What are Latent Semantic Analysis and “Natural Phrase” Targeting and How Can You Use them for Search Optimization?

Matt Cutts of Google gives an excellent summary of Google’s use of Latent Semantic Indexing (LSI) in an SMX Advanced workshop video. He references the use of the tilde (~) search at Google.com for the term you are focusing on, and he gives some pretty explicit hints about how to write ad copy.

The tilde search will give you a list of sites that are related to that term, but will also highlight related terms from other sites. Then when you look at your own content, you can ask yourself if you are using those related terms enough. Can you swap a few terms? If you want a good tool that will run the tilde search and scrape keywords for you, try this Ontology Finder.

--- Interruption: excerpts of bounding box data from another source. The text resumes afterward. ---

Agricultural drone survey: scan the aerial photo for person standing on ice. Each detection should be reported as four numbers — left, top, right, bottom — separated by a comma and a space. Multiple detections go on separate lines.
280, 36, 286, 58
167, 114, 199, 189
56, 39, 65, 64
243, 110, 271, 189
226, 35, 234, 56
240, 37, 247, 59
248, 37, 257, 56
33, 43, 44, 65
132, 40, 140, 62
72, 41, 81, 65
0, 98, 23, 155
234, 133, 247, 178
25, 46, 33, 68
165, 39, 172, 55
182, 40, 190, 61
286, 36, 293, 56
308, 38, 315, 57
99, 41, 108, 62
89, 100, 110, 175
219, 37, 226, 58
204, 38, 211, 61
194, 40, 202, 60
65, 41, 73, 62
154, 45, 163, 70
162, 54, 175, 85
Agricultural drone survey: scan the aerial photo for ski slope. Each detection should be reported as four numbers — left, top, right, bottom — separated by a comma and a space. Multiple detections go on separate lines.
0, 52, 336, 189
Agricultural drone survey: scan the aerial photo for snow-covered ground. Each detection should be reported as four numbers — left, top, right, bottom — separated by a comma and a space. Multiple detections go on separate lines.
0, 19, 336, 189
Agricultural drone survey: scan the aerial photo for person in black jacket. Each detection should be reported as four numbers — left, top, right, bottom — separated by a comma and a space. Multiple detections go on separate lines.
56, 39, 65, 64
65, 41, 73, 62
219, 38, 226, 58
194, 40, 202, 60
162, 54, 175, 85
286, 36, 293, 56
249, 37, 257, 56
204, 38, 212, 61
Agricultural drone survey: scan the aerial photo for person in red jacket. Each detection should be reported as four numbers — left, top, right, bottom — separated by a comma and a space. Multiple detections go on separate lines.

For a great article by Aaron Wall on this topic, read his post here. To summarize the article and its implications for SEO, Wall writes:

  • Pages that are too focused on one phrase tend to rank worse than one would expect (sometimes even being filtered out for what some SEOs call being over-optimized).
  • Pages that are focused on a wider net of related keywords tend to have more stable rankings for the core keyword and rank for a wider net of keywords.

Furthermore, Wall recommends varying the keywords for your inbound text links with the same LSI principles.

LSI is also a good argument for writing long ad copy as opposed to short copy. Long copy brings in thousands of keyword variations automatically. It also tends to automatically create hundreds, if not thousands, of “natural phrase” combinations.

Not only do LSI and natural phrase targeting make better ad copy for search rankings, but they also attract long-tail keyword searches that convert well. In a study of one site for a small local business that receives about 3,000+ searches per month, we looked at the last 6 months and found that of 8,257 different phrases and about 21,000 searches, only 1,037 phrases were repeated according to our logs. That is 7,220 unique phrases or roughly 1/3 of the total over half a year. Many of these phrases are reasonably related. Two thirds of the traffic represents highly relevant topics to the business, either with relevant geo terms or base-industry terms. The varieties of ways people search are extraordinary!